Jacques Maritain avait joué un rôle clé dans la mise en place de cette structure après la seconde guerre mondiale. Le discours qu’il prononça à Mexico en 1949 alors qu’il présidait cette assemblée, restera dans les mémoires. Jusqu’à présent, les fondements de ce discours sont parmi les grands idéaux que défend l’organisation, notamment la paix, à la culture et le développement solidaire.

690.

Documentation catholique, N° 1788, 1980, p. 606.

691.

JEAN PAUL II, Discours à l’UNESCO, 2 juin, 1980, § 14. Cette présentation a été reproduite par mensuel La documentation catholique, N° 1788, p. 606.

692.

Nous faisons allusion aux sociétés africaines pour lesquelles beaucoup d’encre à coulé afin de démontrer qu’elles étaient des sociétés sans histoire.
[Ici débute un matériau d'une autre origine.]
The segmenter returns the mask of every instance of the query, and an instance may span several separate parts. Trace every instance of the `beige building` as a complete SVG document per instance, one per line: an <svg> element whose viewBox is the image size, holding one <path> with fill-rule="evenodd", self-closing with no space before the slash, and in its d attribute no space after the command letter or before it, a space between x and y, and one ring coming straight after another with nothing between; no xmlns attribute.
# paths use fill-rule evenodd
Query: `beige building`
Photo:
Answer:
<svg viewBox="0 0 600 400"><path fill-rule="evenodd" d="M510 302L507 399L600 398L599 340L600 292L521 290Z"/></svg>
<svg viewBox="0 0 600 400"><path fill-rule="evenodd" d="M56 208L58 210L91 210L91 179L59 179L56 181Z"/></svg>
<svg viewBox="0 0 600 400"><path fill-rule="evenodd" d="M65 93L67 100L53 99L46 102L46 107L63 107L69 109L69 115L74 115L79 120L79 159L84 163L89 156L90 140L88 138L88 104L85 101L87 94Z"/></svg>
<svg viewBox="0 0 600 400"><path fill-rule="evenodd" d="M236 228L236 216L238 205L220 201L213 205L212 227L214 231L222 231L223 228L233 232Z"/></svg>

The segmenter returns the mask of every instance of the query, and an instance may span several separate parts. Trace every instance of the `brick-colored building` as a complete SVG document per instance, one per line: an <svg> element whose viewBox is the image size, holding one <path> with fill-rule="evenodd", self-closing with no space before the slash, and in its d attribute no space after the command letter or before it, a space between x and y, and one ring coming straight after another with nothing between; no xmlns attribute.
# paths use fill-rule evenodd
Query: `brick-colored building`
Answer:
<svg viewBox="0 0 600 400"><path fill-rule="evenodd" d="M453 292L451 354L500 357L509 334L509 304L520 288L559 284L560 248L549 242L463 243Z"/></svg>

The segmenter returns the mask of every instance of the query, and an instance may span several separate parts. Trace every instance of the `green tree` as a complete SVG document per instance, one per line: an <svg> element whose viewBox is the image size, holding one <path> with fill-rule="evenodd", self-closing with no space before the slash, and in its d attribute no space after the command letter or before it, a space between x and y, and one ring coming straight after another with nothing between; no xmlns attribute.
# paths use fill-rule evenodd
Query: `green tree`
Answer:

C’est d’ailleurs ce qui se passe aujourd’hui avec l’expression « Tiers-Monde » : elle traduit des considérations qui mettent les pays d’Afrique et d’Amérique latine en marge du monde. On considère que les mutations en cours ne les concernent pas. Où si elles les concernent, c’est de façon aléatoire. Cf. C. A. DIOP, L’unité culturelle de l’Afrique Noire, Paris, Présence Africaine, 1974, p. 55.

693.

Dans plusieurs langues et dialectes, demain veut dire hier. Cette conception cyclique du temps traduit une vision du monde qui accorde moins d’importance à l’avenir en privilégiant l’immédiateté. C’est le cas du Burundi où le terme « ejo » signifie à la fois : hier et demain. Le Lingala aussi véhicule la même conception, car le terme « lobi » veut dire à la fois : hier et demain. Ce qui signifie, que ce qu’on n’a pas réussi à faire hier, on le fera demain. En somme, on ne se presse pas dans la réalisation des projets.

694.

M. MEAD, Le fossé des générations, Paris, Denoël, 1971, p. 148.

695.

Apprendre à être, Paris, UNESCO, 1972. (Rapport annuel sur l’éducation).

696.

P. FREIRE, Pédagogie des opprimés. Suivi de Conscientisation et révolution, Paris, La Découverte, 2001,p. 31.